Esse conjunto de histórias que vai desde a época de escravatura dos anos 1800 até o mundo pós-apocalíptico de um futuro muito distante do nosso atual presente. Nesse meio tempo faz parada em épocas como 1946, onde narra um romance homossexual reprimido, ou 1973, com a investigação de jornalistas sobre atividades irregulares na indústria nuclear. Em 2012 há uma trama supostamente cômica de velhos fugindo de um asilo e em 2144 temos uma espécie de recriação noir cibernética do universo de Blade Runner - O Caçador de Andróides (Blade Runner, 1982), onde um andróide promove uma revolução das classes inferiores. E a ausência de um deus ex machina para botar ordem nesse amontoado de gêneros socados pode parecer por um instante original, nos livrando daquelas “chaves” que conectam tudo e apequenam a obra, mas na verdade sua solução para orquestrar essas inúmeras tramas é ainda mais arriscada, por buscar uma resposta no conceito espírita de vidas passadas, reencarnação e carmas.

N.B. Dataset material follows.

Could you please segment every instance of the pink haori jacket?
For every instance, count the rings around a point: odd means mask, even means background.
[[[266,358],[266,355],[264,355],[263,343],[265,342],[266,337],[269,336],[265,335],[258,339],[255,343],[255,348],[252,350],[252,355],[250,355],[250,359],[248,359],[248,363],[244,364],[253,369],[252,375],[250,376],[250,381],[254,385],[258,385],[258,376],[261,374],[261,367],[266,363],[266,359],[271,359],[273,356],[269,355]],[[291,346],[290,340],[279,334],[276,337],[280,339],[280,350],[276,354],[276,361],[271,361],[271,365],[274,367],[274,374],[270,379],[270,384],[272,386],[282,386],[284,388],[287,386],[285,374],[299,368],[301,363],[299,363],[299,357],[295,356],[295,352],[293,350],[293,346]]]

O resultado é um caldeirão que mistura gêneros cinematográficos, filosofia, espiritualidade, teorias absurdas, primitivismo, niilismo, e uma penca de temas de conscientização social, como a preocupação com o meio ambiente, a igualdade de gêneros, a propaganda contra-armamentista, as conseqüências boas e ruins do avanço tecnológico, as ameaças nucleares, a maldade nata do homem etc. Talvez uma tentativa de unir ficção-científica, cultura cyberpunk, religião e filosofia, como os diretores fizeram antes em Matrix (The Matrix, 1999), só que desta vez com furos maiores.

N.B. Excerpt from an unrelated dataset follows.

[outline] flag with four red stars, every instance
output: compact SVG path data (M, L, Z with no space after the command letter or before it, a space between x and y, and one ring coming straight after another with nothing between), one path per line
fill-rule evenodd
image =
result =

Para piorar, acaba como um conjunto berrante e mal realizado, lembrando produções do nível de uma telenovela bíblica, apesar do alto orçamento. A maquiagem que transforma os atores, a ponto de tentar mudar suas etnias, é de um exagero e mau gosto que chega a ser risível (Tom Hanks, que vai de médico a aborígene, só paga mico, assim como Halle Berry). Os saltos na linha do tempo são uma tentativa falha de passar a mensagem de que nossas ações podem gerar consequências de impactos duradouros e infinitos, ou talvez um recurso espertinho para deixar tudo com um ar mais “complexo” e passar uma sensação de homogeneidade, com as histórias se refletindo, se complementando, e tudo mais. A direção de arte tenta conjugar esse emaranhado todo em um visual kitsch que é muito próprio do cinema dos irmãos Wachowski, mas que aqui soa excessivo mesmo para a proposta grandiloquente. 

E se a intenção era fazer esse apanhado de tudo e de todos, para enfim parecer uma obra de alcance universal e atemporal, o que acaba se destacando mesmo é a curiosidade pelo paralelo entre este ousado projeto com a ultimamente bem comentada vida pessoal de um dos diretores. Na época de Matrix o chamávamos de Larry Wachowski e hoje, depois de uma cirurgia de mudança de sexo, podemos chamá-la de Lana. É impossível não associar um filme que retrate, entre tantos temas, a homossexualidade enrustida e a crise de identidade, além das mudanças de corpos experimentadas pelos atores em cada papel replicado em diferentes pontos da linha do tempo, além de discutir o mundo e suas drásticas metamorfoses, com todo o alarde da mídia em cima da transição de Lana. Talvez Lana queira mostrar o quanto tudo está interligado, ao mesmo tempo em que está sempre mudando e se adaptando, reafirmando sua posição como a agora única grande diretora transexual de Hollywood – e por conta disso temos um filme extravagante, metamórfico, delirante de ambição, mas infelizmente tão fora de eixo e sem noção do ridículo. A chance foi perdida e Cloud Atlas, romance-base deste filme, escrito por David Mitchell, continua como um livro impossível de se adaptar intacta e integralmente. 

Comentários (67)

Raphael da Silveira Leite Miguel | sábado, 16 de Fevereiro de 2013 - 13:49

Tambem achei essa nota 1 um exagero, mesmo nao tendo gostado do filme, com certeza valeria pelo menos um 4 ou 5 pelo conjunto da obra.

Luiz F. Vila Nova | sexta-feira, 17 de Julho de 2015 - 23:21

Um filme bastante polêmico e incompreendido, sem dúvida. Recomendado para os verdadeiros fãs dos Wachowskis.